Turfgrass equipment

Getting More from Specialised Turfgrass Equipment

Golf Club Management, May 2001

The weather over the last seven months has been trying enough. Equipment used regularly has operated under very adverse conditions. In fact, with golf now played throughout the year equipment is often used to the limit with little available time for proper servicing unless qualified attention is on hand.

There is no doubt that great developments have been made in the production of specialised equipment for every treatment needed on the golf course: aerating, mowing, spraying, seeding, drainage …… Costs of these exacting items are rising alarmingly. It doesn’t take many extra items in the shed to lift the replacement asset value well over £150,000 – and yet it is of concern that while some items are worked to death in two-three years – the utilisation of others allows them to be kept for eight to ten years if properly looked after.

Without the right equipment achieving what it is capable of, greenkeepers can just not keep up with the work needed on the course – and unless the equipment is in good working order there is no benefit from it being in the shed.

Qualified maintenance

The maintenance of machinery is a weak point in many golf courses. Even today most clubs rely on greenkeeping staff adjusting, repairing and servicing equipment with only major repairs and overhauls being done by the specialist dealer. Not only is this approach with today’s equipment not cost effective, but valuable hours lost in a relatively small staff complement can prevent much of the detailed greenkeeping from being completed.

Today’s sophisticated equipment, available at increasing cost, cannot be properly attended to by a greenkeeper after a full day’s work on the course.

Those clubs already employing a full-time fitter have already seen efficiency rise as well as benefit from lower outside repair costs. What’s more, a full-time specialist in the maintenance shed can undertake so many small improvements, modifications and repairs to a wide range of tools and equipment with little extra effort. He has the time too to keep a sound record of actual costs of individual items and this is the only basis on which responsible decision making can be made on the cost effectiveness of equipment. With the computer now a valuable aid to the course manager, the monitoring of maintenance expenditure becomes a simple and revealing exercise.
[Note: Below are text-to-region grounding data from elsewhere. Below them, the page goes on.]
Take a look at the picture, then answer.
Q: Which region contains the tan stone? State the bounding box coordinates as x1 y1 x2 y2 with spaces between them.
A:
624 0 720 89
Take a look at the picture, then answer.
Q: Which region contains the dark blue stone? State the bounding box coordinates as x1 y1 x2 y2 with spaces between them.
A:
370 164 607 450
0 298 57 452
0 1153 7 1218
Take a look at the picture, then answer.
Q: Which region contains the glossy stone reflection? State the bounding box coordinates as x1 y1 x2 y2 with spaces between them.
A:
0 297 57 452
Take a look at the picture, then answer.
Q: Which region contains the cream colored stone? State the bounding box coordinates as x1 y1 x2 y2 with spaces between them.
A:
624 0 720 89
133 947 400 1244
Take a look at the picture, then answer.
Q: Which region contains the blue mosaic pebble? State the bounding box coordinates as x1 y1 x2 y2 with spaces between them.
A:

On less demanding golf courses, even a visit of once a week or fortnight from a specialist mechanic produces benefits that cannot be attained by leaving staff to carry out all equipment maintenance.

Financing

The right compliment of machinery depends of course on the budget available and the annual provision for replacement. This provision or depreciable allowance in the balance sheet must be allowed for if the fleet is to maintain maximum efficiency. The percentage utilisation of equipment is an important factor in budgeting and it can be more cost effective to hire less used equipment – though availability when it is required is not always possible unless planned well in advance.

By regularly assessing the cost tabulations as well as downtime of specialised equipment, the course manager can make responsible recommendations on equipment replacement. This should enable the compilation of a proposed equipment purchasing plan over the next five years at least – one that should be discussed and approved by the finance authority in the club.

But today there is another approach gaining much popularity – it involves leasing.

One of the biggest temptations in the maintenance shed is to keep equipment longer than it is cost effectively productive. Furthermore, new models are more efficient and versatile achieving much more in less time.

Current leasing initiatives incorporate a guaranteed return value after a specific number of years – generally three to five – with finance charges reduced accordingly. The main advantage of leasing schemes lies in the availability of a full complement of current models of specialised machinery instead of just two or three items that could be afforded with the same annual outlay. However, most important of all, downtime becomes negligible and work can be planned and carried out without problems when required. Extending the use of equipment beyond the guarantee period by only a few years also significantly reduces repair costs.

The maintenance shed

The layout of the maintenance shed too, has a large bearing on the cost effectiveness of golf course maintenance. Leading architects so often miss the boat without consulting the course manager. He and his staff are able to contribute invaluable practical information at the design stage.

The proper housing and location of storage, equipment and mess facilities improves the efficiency with which the system operates. An isolated workshop area out of bounds to greenkeeping staff allows for proper handling and control of equipment maintenance. A full complement of essential spares on hand saves much time that can be wasted in unnecessary urgent trips to collect vital spares.

So often there is insufficient thought to the outdoor provisions especially for washing down equipment, concreted surfaces, underground separator tanks and storage of bulk aggregates and dressings.

The currently erected ‘hangar’ type shed involves great cost and a cost effective alternative seen much in America comprises a stable type concept with narrower buildings constructed around a central concreted courtyard that can accommodate the underground separator tanks. Not only are the activities in the shed complex completely secured from the outside, work on equipment can also proceed outside buildings when necessary, out of view and protected from the elements. In addition, if properly designed, equipment does not have to be moved to gain access – a problem which often occurs in large completely enclosed buildings.

There is no doubt that with the exacting requirements needed on the golf course today, maintaining a capable and content greenkeeping staff, using efficient equipment well cared for and operating out of a sound and well thought out maintenance facility, will produce cost effective results.